Mathematical Model Illuminates Potential of Safe Consumption Sites

January 18, 2024

New research aims to put numbers on how safe consumption sites (also known as overdose prevention sites, or OPS) can reduce overdose deaths in different cities across the United States.

Published in Letters in Biomathematics in December, the research deploys a mathematical model called a Markov chain. Provided with data, this model is used to project the movement of people in a city between different “states”— such as “Not Currently Using Drugs,” or “Using Drugs (in an OPS)”—as well as fatal and non-fatal overdoses depending on the presence of OPS and other factors.

According to the paper, the model allows “quantitative predictions of the benefits of harm reduction strategies such as overdose prevention sites, enabling policy makers to make data-driven decisions.”

The model showed that if San Francisco, as an example, had 25,000 people who use drugs and set up 10 OPS, each able to accommodate 30 people, there would be 176 fewer overdose deaths per year. It also found that 668 of the total would be in treatment or recovery after one year under this scenario.

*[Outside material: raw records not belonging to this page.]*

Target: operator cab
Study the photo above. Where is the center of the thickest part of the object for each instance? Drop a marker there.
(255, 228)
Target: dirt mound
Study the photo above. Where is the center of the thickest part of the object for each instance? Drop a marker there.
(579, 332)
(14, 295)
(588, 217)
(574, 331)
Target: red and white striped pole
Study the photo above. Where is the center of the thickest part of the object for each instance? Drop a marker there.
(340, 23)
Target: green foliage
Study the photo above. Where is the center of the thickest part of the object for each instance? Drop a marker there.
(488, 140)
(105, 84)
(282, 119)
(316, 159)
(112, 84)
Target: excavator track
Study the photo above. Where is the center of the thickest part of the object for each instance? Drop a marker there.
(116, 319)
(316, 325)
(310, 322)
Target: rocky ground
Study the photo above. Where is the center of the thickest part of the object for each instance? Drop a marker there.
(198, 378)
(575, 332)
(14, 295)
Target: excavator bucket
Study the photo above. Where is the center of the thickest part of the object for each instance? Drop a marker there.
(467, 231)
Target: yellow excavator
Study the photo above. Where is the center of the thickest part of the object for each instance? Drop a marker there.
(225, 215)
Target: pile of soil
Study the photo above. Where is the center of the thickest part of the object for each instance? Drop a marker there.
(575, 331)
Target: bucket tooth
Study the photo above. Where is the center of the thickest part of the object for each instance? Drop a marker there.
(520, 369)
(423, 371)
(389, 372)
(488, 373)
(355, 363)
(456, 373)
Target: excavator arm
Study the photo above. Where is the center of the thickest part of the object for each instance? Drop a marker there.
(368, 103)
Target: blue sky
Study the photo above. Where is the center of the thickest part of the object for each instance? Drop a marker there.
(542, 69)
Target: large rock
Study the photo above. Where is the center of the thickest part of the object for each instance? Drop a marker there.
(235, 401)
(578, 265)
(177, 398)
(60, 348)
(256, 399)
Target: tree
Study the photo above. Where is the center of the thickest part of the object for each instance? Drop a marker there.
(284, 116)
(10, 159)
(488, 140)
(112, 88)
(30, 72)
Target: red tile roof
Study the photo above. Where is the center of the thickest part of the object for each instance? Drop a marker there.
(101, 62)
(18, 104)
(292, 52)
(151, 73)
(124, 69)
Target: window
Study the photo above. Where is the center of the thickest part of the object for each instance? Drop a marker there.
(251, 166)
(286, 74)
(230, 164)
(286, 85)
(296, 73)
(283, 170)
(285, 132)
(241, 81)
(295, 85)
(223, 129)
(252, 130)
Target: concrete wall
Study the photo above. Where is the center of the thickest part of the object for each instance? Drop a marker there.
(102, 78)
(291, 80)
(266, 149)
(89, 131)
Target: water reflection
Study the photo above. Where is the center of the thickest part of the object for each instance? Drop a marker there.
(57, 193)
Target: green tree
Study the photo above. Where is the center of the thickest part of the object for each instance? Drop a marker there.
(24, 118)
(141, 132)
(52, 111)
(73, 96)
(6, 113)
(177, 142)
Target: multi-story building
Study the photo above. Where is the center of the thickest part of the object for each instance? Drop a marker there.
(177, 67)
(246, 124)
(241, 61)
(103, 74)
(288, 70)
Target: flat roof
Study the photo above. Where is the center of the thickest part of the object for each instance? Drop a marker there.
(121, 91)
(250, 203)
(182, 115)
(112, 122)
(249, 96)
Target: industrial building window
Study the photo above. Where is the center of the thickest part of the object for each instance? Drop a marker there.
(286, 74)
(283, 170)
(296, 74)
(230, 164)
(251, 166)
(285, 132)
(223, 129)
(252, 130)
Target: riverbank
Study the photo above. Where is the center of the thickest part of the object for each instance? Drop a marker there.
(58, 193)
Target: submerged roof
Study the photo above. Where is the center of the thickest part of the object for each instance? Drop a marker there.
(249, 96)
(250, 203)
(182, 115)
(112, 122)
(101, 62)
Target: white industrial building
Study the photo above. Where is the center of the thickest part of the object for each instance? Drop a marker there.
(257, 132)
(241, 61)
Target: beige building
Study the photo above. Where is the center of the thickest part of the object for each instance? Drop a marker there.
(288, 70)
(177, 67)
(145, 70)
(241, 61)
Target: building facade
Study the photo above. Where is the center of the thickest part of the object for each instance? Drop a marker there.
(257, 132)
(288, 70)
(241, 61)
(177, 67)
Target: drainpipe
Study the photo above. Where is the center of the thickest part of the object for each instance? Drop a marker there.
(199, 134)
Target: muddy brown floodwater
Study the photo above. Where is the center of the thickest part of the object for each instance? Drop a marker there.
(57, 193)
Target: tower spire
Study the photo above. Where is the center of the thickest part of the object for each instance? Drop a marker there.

The researchers are aware of how many variables, some of which they sought to account for, could impact effectiveness. Ami Radunskaya, a mathematician at Ponoma College in Claremont, California, and one of the authors of the paper, said the work suggests that OPS are most helpful in conjunction with other harm reduction strategies, such as helping people find work and housing, programs offering medications for opioid use disorder, and others.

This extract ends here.